For something strange had happened to Rosalie’s mind during the two years in which she taught the village school. In the school was a little library, for the most part children’s stories. One day someone sent as a contribution to this infant library a small bundle of books, and Rosalie opened this package without consulting either priest or inspector of village schools. She peeped into some of these books, her interest was awakened and she felt an intense desire to read them and learn something of the great world. She hid the package of books in her desk drawer and formed the habit of staying an hour after school to read them. If she heard a step on the doorway she would drop the book quickly into the desk drawer end go on working at her school register.

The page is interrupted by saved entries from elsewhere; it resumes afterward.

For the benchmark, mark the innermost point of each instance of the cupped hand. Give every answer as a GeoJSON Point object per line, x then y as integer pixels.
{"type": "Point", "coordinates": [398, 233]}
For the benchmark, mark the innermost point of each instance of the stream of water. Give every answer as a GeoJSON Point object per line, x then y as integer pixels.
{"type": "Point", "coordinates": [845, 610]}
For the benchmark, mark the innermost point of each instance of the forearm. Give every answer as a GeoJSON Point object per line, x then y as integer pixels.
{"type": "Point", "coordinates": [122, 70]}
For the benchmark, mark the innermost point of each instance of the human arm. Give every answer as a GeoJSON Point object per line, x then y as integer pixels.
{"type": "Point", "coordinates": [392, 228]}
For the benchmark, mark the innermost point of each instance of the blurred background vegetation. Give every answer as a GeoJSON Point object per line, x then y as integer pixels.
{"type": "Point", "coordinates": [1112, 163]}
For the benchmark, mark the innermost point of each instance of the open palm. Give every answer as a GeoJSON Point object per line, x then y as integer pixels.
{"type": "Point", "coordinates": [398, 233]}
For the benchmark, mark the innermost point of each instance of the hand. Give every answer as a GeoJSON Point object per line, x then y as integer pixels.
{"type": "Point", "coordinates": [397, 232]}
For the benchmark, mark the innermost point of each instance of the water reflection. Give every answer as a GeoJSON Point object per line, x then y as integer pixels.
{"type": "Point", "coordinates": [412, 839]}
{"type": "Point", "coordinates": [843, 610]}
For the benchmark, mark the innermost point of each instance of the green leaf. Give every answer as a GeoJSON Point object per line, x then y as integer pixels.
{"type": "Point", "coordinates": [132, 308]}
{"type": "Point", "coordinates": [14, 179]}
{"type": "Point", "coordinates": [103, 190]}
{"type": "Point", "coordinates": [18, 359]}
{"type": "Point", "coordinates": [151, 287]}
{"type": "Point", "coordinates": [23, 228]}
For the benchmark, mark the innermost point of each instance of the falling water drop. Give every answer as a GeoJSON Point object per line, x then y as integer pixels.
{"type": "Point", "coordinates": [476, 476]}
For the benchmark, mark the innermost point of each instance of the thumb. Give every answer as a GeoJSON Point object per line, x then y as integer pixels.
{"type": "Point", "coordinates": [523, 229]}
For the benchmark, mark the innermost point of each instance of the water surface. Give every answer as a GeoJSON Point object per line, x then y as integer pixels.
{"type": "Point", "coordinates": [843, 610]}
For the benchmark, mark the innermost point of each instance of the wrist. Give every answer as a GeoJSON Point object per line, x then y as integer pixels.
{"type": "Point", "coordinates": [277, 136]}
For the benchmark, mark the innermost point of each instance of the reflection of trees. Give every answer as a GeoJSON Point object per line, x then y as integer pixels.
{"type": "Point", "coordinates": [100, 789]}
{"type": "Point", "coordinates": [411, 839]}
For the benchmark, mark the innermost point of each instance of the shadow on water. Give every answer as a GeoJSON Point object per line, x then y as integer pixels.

First she selected an odd book, full of quaint drawings, a book called “Don Quixote” written by a Spanish man named Cervantes. It was the story of a romantic old fellow, who had read so many high sounding books of chivalry, that he imagined himself a knight of the olden times, and leaving comfort and home behind, set out on his raw-boned nag, accompanied by a greedy peasant as squire, to over­come all the selfish evil in the world, to follow fleeting Romance, and to beat down all injustice. In accordance with the rules of chivalry, he had to have a lady-love for whose dear sake he endured all hardships, and in lieu of somone better he selected as his mistress a village girl whom he had hardly seen, and re­named her with a fair high-sounding name. He had no thought of trying to love her in the ordinary way, he only wanted to do great deeds for her sake and increase the glory of her name. The heated imagination of Don Quixote transmuted his pony nag into a prancing charger, his dull herds-boy into a splendid squire, his homemade lance and rusty shield into pieces of shining steel, windmills into wicked giants, and his slovenly village girl into a romantic and enchanted maiden of great beauty and plenteous possessions. Into this book were woven many romantic stories of gentle shepherds, who had endured the joys and sorrows of love.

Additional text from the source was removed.